There are other easier ways to address that differential. Namely: unionization. In many European countries, there are no minimum wage laws. There is no government agency equivalent of OSHA. Instead, they have unions, where workers themselves band together and collectively bargain to ensure they're adequately compensated and given a safe working environment.

Instead, we in the United States, have chosen to make the government our union. Then we're shocked and surprised when it does a bad job, or when its blanket policies have disproportionate impact on certain industries.

2 comments

That's a good observation, and hold true in Canada to an extent too. In the US, union participation is 10% [1] while in Canada it's about 30% [2]. In the EU it's just short of 60% [3]. Amazing how each doubling or tripling of labor union participation rates creates monumental changes in the way employees are treated: minimum 35 days of PTO in Europe, guaranteed child care, mat/pat leave. It's almost like collective bargaining works.
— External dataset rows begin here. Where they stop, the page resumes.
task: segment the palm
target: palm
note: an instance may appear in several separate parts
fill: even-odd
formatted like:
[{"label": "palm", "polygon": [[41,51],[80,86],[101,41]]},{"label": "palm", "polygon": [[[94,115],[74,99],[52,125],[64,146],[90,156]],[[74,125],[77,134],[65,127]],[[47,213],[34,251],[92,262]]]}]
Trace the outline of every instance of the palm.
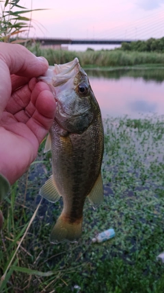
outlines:
[{"label": "palm", "polygon": [[[12,83],[14,89],[14,84],[18,83]],[[2,113],[0,134],[4,139],[0,141],[1,164],[10,183],[35,159],[39,144],[52,124],[55,103],[52,97],[47,99],[51,95],[46,84],[36,84],[36,79],[32,79],[13,92]]]}]

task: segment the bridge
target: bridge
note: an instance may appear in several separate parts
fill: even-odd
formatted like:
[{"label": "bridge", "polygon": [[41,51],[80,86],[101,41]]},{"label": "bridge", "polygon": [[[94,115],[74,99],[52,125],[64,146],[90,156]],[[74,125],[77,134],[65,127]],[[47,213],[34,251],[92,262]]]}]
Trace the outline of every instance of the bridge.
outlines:
[{"label": "bridge", "polygon": [[123,42],[131,43],[133,40],[96,40],[96,39],[70,39],[70,38],[33,38],[33,41],[39,42],[42,46],[53,45],[121,45]]}]

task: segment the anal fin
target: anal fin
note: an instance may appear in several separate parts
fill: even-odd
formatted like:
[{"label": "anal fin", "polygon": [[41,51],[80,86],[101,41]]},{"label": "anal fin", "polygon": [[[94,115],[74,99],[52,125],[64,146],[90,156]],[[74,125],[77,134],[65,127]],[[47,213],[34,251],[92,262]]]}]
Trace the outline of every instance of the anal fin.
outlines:
[{"label": "anal fin", "polygon": [[103,183],[100,172],[98,178],[92,187],[90,193],[88,194],[88,198],[94,209],[101,203],[104,198]]},{"label": "anal fin", "polygon": [[57,219],[50,236],[50,242],[57,244],[63,241],[77,242],[81,237],[83,218],[70,223],[62,213]]},{"label": "anal fin", "polygon": [[60,198],[53,175],[46,181],[40,189],[40,195],[51,202],[55,202]]},{"label": "anal fin", "polygon": [[49,133],[48,137],[46,138],[44,149],[44,153],[49,152],[49,150],[51,150],[51,135]]}]

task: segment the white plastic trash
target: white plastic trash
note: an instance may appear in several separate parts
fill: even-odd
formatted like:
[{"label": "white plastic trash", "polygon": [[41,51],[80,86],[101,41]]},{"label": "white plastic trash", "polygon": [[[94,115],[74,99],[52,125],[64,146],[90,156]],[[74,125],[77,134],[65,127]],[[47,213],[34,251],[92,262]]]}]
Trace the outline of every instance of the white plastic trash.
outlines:
[{"label": "white plastic trash", "polygon": [[92,242],[102,242],[108,240],[109,239],[113,238],[115,236],[115,231],[112,228],[105,231],[101,232],[98,235],[92,239]]},{"label": "white plastic trash", "polygon": [[156,260],[162,261],[163,263],[164,263],[164,252],[160,253],[160,255],[156,257]]}]

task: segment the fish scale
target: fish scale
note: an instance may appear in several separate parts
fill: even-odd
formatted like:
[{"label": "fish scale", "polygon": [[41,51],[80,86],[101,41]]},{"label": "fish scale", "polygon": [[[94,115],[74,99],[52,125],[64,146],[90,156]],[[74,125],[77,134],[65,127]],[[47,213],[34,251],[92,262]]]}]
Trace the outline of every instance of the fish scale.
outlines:
[{"label": "fish scale", "polygon": [[81,235],[86,198],[94,207],[103,199],[103,126],[98,104],[78,59],[49,70],[47,77],[40,79],[49,84],[57,102],[45,145],[45,151],[51,148],[53,175],[40,194],[54,202],[63,198],[51,242],[74,242]]}]

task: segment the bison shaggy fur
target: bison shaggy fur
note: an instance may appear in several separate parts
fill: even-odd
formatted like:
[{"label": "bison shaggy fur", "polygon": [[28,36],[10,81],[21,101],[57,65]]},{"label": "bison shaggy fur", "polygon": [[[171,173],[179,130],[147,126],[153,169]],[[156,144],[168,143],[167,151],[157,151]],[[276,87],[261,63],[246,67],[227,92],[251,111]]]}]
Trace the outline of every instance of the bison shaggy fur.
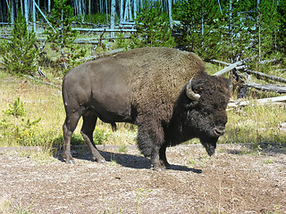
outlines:
[{"label": "bison shaggy fur", "polygon": [[79,119],[95,160],[104,162],[92,139],[97,119],[138,126],[138,145],[156,170],[169,168],[165,151],[198,137],[212,155],[225,129],[230,80],[209,76],[193,53],[139,48],[85,62],[64,77],[63,158],[72,162],[71,137]]}]

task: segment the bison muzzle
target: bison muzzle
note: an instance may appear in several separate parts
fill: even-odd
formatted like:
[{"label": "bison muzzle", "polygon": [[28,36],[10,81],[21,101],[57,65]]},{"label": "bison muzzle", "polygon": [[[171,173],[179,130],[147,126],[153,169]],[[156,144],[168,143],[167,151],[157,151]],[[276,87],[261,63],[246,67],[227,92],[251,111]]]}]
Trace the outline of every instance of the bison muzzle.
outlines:
[{"label": "bison muzzle", "polygon": [[138,146],[156,170],[170,167],[166,148],[198,137],[209,155],[225,130],[230,80],[209,76],[193,53],[139,48],[85,62],[63,82],[66,111],[63,159],[73,162],[71,138],[80,117],[93,159],[105,162],[94,141],[97,119],[138,126]]}]

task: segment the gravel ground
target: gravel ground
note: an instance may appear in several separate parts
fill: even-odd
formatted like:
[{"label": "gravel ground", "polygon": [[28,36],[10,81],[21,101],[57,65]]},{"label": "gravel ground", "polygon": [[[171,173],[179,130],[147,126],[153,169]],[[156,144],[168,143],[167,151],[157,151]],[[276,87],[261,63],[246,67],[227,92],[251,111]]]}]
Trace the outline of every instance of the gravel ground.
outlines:
[{"label": "gravel ground", "polygon": [[286,145],[200,144],[167,149],[157,172],[136,146],[74,146],[76,164],[0,148],[0,213],[286,213]]}]

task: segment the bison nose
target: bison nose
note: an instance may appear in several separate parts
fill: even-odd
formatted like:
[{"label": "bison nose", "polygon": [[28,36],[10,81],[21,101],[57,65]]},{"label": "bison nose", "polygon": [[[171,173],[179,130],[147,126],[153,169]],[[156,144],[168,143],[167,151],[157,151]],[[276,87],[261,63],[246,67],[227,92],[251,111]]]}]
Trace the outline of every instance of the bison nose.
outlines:
[{"label": "bison nose", "polygon": [[225,128],[223,127],[214,128],[214,134],[215,136],[220,136],[224,134]]}]

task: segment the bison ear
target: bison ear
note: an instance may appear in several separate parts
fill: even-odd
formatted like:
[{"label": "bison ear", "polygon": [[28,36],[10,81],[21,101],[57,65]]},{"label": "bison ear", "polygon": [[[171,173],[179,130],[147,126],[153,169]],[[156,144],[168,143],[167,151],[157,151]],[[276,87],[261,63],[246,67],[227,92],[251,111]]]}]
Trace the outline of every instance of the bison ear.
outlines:
[{"label": "bison ear", "polygon": [[231,78],[224,78],[224,82],[227,87],[230,89],[230,92],[232,91],[232,80]]},{"label": "bison ear", "polygon": [[186,95],[190,99],[190,100],[194,100],[194,101],[198,101],[200,97],[200,95],[195,93],[191,87],[191,80],[193,79],[193,78],[191,78],[189,81],[189,83],[187,84],[186,86]]}]

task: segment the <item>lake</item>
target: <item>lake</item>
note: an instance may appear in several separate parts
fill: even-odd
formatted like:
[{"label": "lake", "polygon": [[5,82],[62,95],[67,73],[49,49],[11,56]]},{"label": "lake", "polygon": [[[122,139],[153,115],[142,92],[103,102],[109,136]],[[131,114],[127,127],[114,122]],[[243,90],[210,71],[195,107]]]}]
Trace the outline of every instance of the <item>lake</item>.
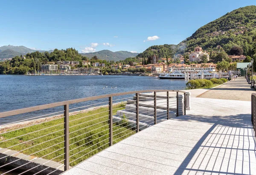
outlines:
[{"label": "lake", "polygon": [[[183,90],[186,82],[183,79],[160,79],[157,77],[144,76],[0,75],[0,112],[123,92]],[[44,112],[54,111],[45,110]],[[26,118],[32,117],[31,114],[21,116]],[[9,116],[0,119],[0,124],[17,120],[17,116]]]}]

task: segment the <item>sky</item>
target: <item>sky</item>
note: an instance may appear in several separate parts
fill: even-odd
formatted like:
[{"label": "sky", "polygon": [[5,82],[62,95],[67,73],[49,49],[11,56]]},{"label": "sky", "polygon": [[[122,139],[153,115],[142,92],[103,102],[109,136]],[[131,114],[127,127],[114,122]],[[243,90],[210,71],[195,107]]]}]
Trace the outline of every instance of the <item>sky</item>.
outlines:
[{"label": "sky", "polygon": [[0,0],[0,46],[142,52],[255,0]]}]

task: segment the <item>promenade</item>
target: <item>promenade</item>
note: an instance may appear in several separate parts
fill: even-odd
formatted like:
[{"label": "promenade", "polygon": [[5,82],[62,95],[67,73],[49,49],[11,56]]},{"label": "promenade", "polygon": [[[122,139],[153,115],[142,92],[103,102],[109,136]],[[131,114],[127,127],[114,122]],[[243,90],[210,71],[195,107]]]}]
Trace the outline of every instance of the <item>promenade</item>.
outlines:
[{"label": "promenade", "polygon": [[253,90],[245,82],[189,90],[186,116],[143,130],[63,174],[256,175]]}]

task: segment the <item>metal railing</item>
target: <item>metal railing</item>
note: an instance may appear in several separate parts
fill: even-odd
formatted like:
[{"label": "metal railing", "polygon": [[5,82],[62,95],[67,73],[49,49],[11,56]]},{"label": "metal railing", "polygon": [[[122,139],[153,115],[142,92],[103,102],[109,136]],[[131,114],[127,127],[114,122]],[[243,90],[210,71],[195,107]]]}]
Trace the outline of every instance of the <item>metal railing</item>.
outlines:
[{"label": "metal railing", "polygon": [[252,122],[254,130],[254,135],[256,137],[256,93],[251,95],[251,117]]},{"label": "metal railing", "polygon": [[[142,90],[0,113],[7,120],[20,119],[0,125],[1,174],[59,174],[142,130],[186,115],[186,99],[182,91]],[[43,115],[34,116],[38,111]]]}]

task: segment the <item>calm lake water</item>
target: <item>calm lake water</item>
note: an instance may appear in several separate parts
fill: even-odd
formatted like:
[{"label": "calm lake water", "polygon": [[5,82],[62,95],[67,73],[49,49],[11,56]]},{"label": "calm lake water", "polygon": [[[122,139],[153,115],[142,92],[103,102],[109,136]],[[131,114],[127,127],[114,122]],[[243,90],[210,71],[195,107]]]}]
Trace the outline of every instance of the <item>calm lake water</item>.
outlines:
[{"label": "calm lake water", "polygon": [[[186,83],[184,80],[160,79],[156,77],[143,76],[0,75],[0,112],[123,92],[153,89],[183,90]],[[106,86],[108,88],[105,88]],[[116,88],[111,88],[116,87]],[[38,114],[56,112],[56,110],[41,111]],[[33,113],[21,115],[22,119],[31,118],[32,114],[35,116]],[[17,121],[18,119],[20,118],[17,116],[0,119],[0,124]]]}]

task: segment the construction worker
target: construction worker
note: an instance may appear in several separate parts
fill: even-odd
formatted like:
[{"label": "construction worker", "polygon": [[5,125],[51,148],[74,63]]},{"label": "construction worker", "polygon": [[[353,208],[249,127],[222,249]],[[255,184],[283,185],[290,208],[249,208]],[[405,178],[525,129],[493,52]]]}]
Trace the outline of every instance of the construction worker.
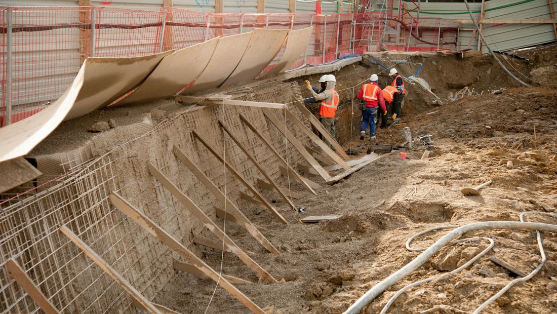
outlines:
[{"label": "construction worker", "polygon": [[[393,100],[394,99],[395,94],[400,93],[401,92],[400,90],[396,87],[393,87],[390,85],[387,85],[381,91],[383,92],[383,98],[385,99],[385,106],[387,107],[387,110],[388,111],[390,107],[391,113],[394,112],[394,111],[393,110],[393,107],[392,106]],[[383,112],[380,110],[377,112],[377,122],[378,123],[380,122],[381,125],[379,126],[381,129],[387,127],[389,126],[389,124],[387,123],[387,115],[383,114]]]},{"label": "construction worker", "polygon": [[404,97],[406,91],[404,90],[404,80],[402,79],[402,76],[398,73],[398,71],[394,67],[390,69],[389,75],[393,77],[393,82],[390,86],[402,91],[395,94],[394,101],[393,101],[393,124],[397,124],[400,122],[400,110],[402,109],[402,99]]},{"label": "construction worker", "polygon": [[[323,125],[325,129],[329,132],[329,134],[333,138],[335,138],[336,137],[335,134],[335,114],[339,107],[339,93],[335,90],[336,78],[332,74],[324,76],[324,77],[322,76],[321,78],[325,81],[325,87],[324,90],[320,93],[316,92],[314,89],[315,87],[312,86],[309,81],[306,81],[306,87],[310,91],[313,97],[306,98],[304,101],[308,102],[321,102],[321,107],[319,107],[319,121]],[[329,143],[326,139],[323,139],[323,141],[329,147],[331,147],[331,143]]]},{"label": "construction worker", "polygon": [[377,74],[372,74],[369,77],[369,83],[364,84],[360,91],[358,92],[358,99],[365,101],[365,106],[361,110],[361,125],[360,127],[360,139],[363,140],[365,137],[365,130],[369,125],[369,140],[375,141],[375,118],[377,117],[377,107],[380,106],[380,110],[383,114],[387,114],[387,107],[385,106],[385,100],[383,99],[383,92],[378,84],[379,80]]}]

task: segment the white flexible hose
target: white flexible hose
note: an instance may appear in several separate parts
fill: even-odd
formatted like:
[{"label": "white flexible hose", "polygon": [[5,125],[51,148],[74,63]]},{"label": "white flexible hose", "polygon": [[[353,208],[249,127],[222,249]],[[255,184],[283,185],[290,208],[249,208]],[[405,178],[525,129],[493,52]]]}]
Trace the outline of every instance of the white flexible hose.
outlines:
[{"label": "white flexible hose", "polygon": [[358,314],[378,296],[389,287],[406,277],[429,259],[441,248],[456,238],[465,233],[481,229],[526,229],[548,232],[557,232],[557,225],[545,223],[518,222],[482,222],[471,223],[458,227],[438,240],[412,262],[374,286],[348,308],[345,314]]}]

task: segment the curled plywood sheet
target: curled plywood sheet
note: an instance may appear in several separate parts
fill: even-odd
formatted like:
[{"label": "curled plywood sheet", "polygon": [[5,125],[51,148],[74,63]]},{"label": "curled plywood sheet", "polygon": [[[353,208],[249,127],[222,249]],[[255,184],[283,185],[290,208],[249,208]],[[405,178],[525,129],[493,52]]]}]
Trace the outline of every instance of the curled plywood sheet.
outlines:
[{"label": "curled plywood sheet", "polygon": [[298,58],[302,52],[305,51],[310,38],[313,33],[313,28],[314,27],[311,26],[288,32],[288,39],[286,40],[286,47],[285,48],[284,53],[278,63],[267,73],[267,75],[282,73]]},{"label": "curled plywood sheet", "polygon": [[116,105],[139,104],[176,94],[203,72],[219,38],[180,49],[163,58],[148,77]]},{"label": "curled plywood sheet", "polygon": [[87,58],[83,86],[65,120],[105,107],[145,80],[174,50],[131,58]]},{"label": "curled plywood sheet", "polygon": [[250,32],[219,38],[207,67],[182,94],[190,95],[221,85],[240,63],[251,36]]},{"label": "curled plywood sheet", "polygon": [[238,66],[221,87],[255,78],[280,51],[288,32],[288,30],[256,28]]},{"label": "curled plywood sheet", "polygon": [[0,128],[0,162],[26,155],[58,126],[77,99],[89,65],[84,63],[70,87],[53,104],[28,118]]}]

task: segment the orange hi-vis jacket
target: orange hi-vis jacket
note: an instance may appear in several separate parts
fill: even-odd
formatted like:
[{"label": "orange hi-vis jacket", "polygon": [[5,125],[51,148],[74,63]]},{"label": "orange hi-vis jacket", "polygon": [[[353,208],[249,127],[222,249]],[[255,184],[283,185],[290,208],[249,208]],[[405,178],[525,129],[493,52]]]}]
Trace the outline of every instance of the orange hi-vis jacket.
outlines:
[{"label": "orange hi-vis jacket", "polygon": [[339,93],[333,89],[328,90],[331,92],[332,99],[330,102],[327,102],[325,100],[321,101],[319,115],[322,117],[335,117],[335,112],[339,107]]},{"label": "orange hi-vis jacket", "polygon": [[400,76],[400,74],[399,74],[398,75],[397,75],[397,77],[394,78],[394,80],[393,80],[393,83],[390,85],[392,86],[393,86],[393,87],[397,87],[397,78],[398,78],[399,77],[400,77],[400,80],[402,81],[402,95],[404,95],[404,94],[406,94],[406,89],[404,88],[404,79],[402,78],[402,76]]},{"label": "orange hi-vis jacket", "polygon": [[385,86],[382,91],[383,91],[383,98],[385,99],[385,101],[392,102],[393,100],[394,99],[394,93],[398,91],[397,90],[397,87],[389,85]]}]

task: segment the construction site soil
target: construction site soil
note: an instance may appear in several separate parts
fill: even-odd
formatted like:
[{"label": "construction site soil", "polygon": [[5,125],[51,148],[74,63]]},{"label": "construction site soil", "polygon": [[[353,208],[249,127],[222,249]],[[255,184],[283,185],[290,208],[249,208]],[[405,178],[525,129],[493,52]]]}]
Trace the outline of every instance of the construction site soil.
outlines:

US PTO: 0 days (!!), CA PTO: 16-30 days, EU PTO: Up to 36 days.

It was only 50 years ago that the Republicans were the party of labor unions [4]. How times changed.

[1] https://www.bls.gov/news.release/union2.nr0.htm

[2] https://www150.statcan.gc.ca/t1/tbl1/en/tv.action?pid=141001...

[3] https://tradingeconomics.com/european-union/labor-force-part...

[4] https://theintercept.imgix.net/wp-uploads/sites/1/2016/07/la...

Sure some european countries do not have minimum wages by law (like Norway). But which countries don't have an equivalent of OSHA?

Also, be very careful in comparing unions in Europe with the US, the systems are very different. Unions in Norway for example are not "per company", they are usually working across a whole industry or even across all industries for a particular education/work-role (like engineers). Employees chose freely whether to be member of a union, or which one to pick - and membership is independent of an employeer/contract.

Labor unions in Canada are similar, they tend not to be per-company, but rather broad like CUPE [1] which represents 2% of the Canadian population.

[1] https://en.wikipedia.org/wiki/Canadian_Union_of_Public_Emplo...

Isn't that also the case in the us, with unions like the UAW?
The UAW is an odd example of a super multi industry union. The Resident Advisors at my university were obligated to be UAW members.

The UAW theoretically got involved in the employment contract negotiations, but none of the RAs could get in touch with them despite paying union dues. There was a group trying to organize action to leave the UAW and form an independent union.

Large organizations tend towards incompetence and corruption over a prolonged period of time.